Further, there is a prohibition against remuneration "directly
or indirectly, overtly or covertly, in cash or in kind." Clearly,
direct cash payments in exchange for referrals
violate the statute. What is less clear, however, is what
constitutes "indirect payments."

     To date, the courts have interpreted the statute in an
expansive manner. If remuneration flows from one party to
another and if referrals (or the opportunity to provide goods
and services) flow back, the potential for criminal prosecution
exists, regardless of the presence of good business reasons for
the venture. Thus, even in the case of what those unfamiliar
with the statute might consider normal business arrangements,
the shadow of criminal sanction remains.

     Until recently, there had been no decision dealing with the
return on investment in an entity to which the investor makes
referrals.

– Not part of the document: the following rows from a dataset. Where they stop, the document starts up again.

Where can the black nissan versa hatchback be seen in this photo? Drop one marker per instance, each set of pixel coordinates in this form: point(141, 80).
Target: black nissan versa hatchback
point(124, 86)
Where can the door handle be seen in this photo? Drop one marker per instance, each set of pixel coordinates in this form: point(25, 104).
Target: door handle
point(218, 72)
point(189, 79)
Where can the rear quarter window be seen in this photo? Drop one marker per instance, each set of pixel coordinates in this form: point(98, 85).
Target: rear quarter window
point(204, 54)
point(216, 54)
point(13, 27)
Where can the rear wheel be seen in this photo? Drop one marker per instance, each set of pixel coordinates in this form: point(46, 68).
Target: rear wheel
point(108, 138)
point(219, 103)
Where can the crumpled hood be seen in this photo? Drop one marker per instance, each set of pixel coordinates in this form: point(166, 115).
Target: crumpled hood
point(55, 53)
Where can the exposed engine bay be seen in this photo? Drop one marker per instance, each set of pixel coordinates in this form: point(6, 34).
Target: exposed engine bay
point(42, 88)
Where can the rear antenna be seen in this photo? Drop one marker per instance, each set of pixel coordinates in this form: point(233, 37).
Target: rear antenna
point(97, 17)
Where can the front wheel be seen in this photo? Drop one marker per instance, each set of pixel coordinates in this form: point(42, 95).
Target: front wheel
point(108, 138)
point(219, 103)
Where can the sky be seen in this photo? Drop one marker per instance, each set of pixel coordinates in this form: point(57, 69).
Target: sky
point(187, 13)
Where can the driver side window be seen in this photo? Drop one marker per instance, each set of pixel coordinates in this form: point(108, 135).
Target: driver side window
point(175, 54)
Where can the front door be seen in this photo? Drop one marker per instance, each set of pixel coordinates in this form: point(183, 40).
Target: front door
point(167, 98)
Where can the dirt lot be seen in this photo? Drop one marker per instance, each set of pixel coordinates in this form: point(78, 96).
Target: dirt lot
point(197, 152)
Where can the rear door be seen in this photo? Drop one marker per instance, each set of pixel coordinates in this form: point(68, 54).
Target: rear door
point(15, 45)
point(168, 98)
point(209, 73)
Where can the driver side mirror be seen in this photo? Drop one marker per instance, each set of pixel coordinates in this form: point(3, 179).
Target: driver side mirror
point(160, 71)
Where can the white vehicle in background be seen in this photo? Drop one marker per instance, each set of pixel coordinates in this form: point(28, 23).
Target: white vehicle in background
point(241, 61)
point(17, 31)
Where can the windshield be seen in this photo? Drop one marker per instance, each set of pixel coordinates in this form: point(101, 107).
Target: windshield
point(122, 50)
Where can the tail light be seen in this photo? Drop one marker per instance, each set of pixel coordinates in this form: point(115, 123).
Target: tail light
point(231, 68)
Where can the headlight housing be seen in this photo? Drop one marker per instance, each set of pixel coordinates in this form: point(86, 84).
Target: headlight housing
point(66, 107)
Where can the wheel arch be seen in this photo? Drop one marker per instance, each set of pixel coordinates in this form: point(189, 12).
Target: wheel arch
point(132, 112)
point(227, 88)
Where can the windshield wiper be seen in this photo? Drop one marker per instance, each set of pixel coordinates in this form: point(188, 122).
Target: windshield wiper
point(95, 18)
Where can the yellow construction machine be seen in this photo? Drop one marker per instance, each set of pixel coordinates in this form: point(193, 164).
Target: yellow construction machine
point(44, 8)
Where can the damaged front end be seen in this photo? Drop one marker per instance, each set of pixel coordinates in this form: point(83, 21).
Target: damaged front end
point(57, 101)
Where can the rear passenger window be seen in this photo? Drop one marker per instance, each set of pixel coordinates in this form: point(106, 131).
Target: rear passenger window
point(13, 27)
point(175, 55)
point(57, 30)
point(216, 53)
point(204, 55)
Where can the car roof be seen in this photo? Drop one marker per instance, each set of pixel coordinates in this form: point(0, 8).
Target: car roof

The decision of an administrative law judge at the
Department of Health and Human Services now provides the guidance
that has been lacking.
     In the original Hanlester Network case, Administrative Law Judge
Steven Kessel found that the defendants had not violated the
anti-kickback statute because there was no agreement to refer. That
decision was reversed by the Administrative Appeals Board within
the Department of Health and Human Services and remanded. On remand,
Judge Kessel found that the defendants had violated the statute.

     Hanlester Network was the general partner in three clinical
laboratory limited partnerships. A management contract with
SmithKline Beecham Clinical Laboratories allowed SmithKline to
manage the facilities and to refer 90 percent of the tests to its
own laboratories. Hanlester then billed for the tests, paid
SmithKline a monthly management fee and distributed the profits to
the investors, including the physician limited partners.
     In his remand opinion, Judge Kessel concluded that a violation
does not require that an offer or payment be conditioned on a referral
agreement. Rather, when a party knowingly or willfully offers or
pays remuneration with an intent to influence the person to make
referrals, the anti-kickback statute is violated. Because Hanlester
had a management agreement with SmithKline from which the labs
obtained benefits and because Hanlester referred tests to
SmithKline's central lab, the arrangement violated the law.

     The arrangement also was deemed illegal as to the limited partner
physicians because they were actively encouraged to refer to the
partnership labs. Physicians were told that their failure to refer
would be a "blueprint" for failure of the labs. The greater number
of tests referred, the greater income earned by the physicians.
Thus, there was at least an indirect relationship between income
and the volume of referrals.

     Despite these findings, Judge Kessel did not exclude the
individual physicians from the Medicare program. Judge Kessel
emphasized the remedial purpose of the law. Exclusion, in his view,
is justified only when conduct shows a "propensity" to engage in
unlawful or harmful acts. Here, the physicians, like many other
similarly situated entrepreneurs, engaged in conduct which had not
been established at the time of its commission to be illegal or
harmful. Until now, no judicial authority had ever concluded that
such conduct was unlawful. Thus, while Hanlester was permanently
excluded as a provider, the individual physicians were not.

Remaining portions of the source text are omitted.